Chamber Blog

Marketing Message Not Working? How to Use Value to Create Effective Advertising Designed to Get Results!

June 27, 2018 | James Bahm with Summit Media Louisville

Whenever I create, or hear, an advertisement, my first thought is: how does this (or how will this) resonate in the consumer’s mind?

When I was in television, I used to hear many clients say they’d love to advertise and see themselves on TV! Many of my clients would tell me what they wanted to include in their message and most of what they wanted was useless.

Most business owners want their message to tell consumers about how wonderful the company is: they are locally owned and operated, with a friendly, knowledgeable sales staff, with five convenient locations, and all their techs are certified, and they have been serving the area since 1908 … none of these items should be in any commercial.

Here is my proven solution to create good advertisements, which then creates specific Value for every client with whom I work:


When designing a good advertising message, make sure you’re including items that are important to your customer … because good content has NOTHING to do with your company and EVERYTHING to do with the consumer!

I am a consumer. At any point in time I am in the market for some product/service that will help me solve a problem or fill a need. And so are you!  Answer this question from you target consumer’s perspective: What would make you choose your company over the competitor down the street?

Here’s what consumers want to know: Who you are, what you do (i.e. what problems you solve and needs you fill), and how to get in touch with you.


If you want to tout that you are locally-owned and operated, then create a commercial with one or two of your best customers who say, “When I have a problem, it feels good to know I can call the owner directly and get it resolved; it’s better than some 800-number to who knows where and waiting on hold!”

One of the most valuable things consumers own is their time.  Knowing it won’t be wasted on customer service issues matters tremendously!

And speaking of using language consumers understand… be sure to not use any industry-specific jargon and acronyms, as these will only confuse the average consumer!


I heard a commercial for a car dealer in Vegas that had a disclaimer that lasted for at least half the commercial, none of it I could understand. Disclaimers mean that everything you just heard, or are about to hear, isn’t really what it appears to be!

If you have to be a right-handed person over five-feet-eight and walk with a limp and come into the store on every odd Thursday before noon on Tuesday, then your sale should be a success! Don’t use gotchas, or anything else that will cause a potential customer to not trust you.

Imagine how successful this will be: “Every person who comes to our sale gets 25% off, no tricks, no gimmicks, just show up and let us earn your business. We’re located on the corner of Walk and Don’t Walk, and here’s our number if you get lost…”


I think I first heard Paul Weyland say that marketing is nothing more than practicing psychology without a license. And good marketing will get consumers to change their minds, change their behavior, and make a decision.

Make sure your advertising includes a clear call to action letting them know what you want them to do. Do you want them to call, visit your website, come to your store, donate to a charity?
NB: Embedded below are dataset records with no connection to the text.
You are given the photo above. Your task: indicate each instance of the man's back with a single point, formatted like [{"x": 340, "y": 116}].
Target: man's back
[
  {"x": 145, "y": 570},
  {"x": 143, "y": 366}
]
Consumers are not mind readers; in most cases, they need to know what to do next.

If you do not have a good call to action, and the consumers you’re targeting are left scratching their heads wondering what to do, how will you be able to evaluate the campaign’s effectiveness?

Having these elements will bring value to your target customers and help produce better advertising campaigns. However, they do not guarantee success.

When evaluating any campaign, you are just as responsible for its success as the person who creates the message!

No marketer can control what happens once consumers contact you. If consumers show up to your store and no one buys anything, if you are taking more phone calls, and your website is getting more page views, the campaign is successful; however, you might have a problem with your staff, what they are saying, their ability to sell, or a non-user-friendly website.  Honesty is essential when evaluating a campaign.

Bottom Line: Show consumers how much you value them by delivering an honest message entirely from their perspective.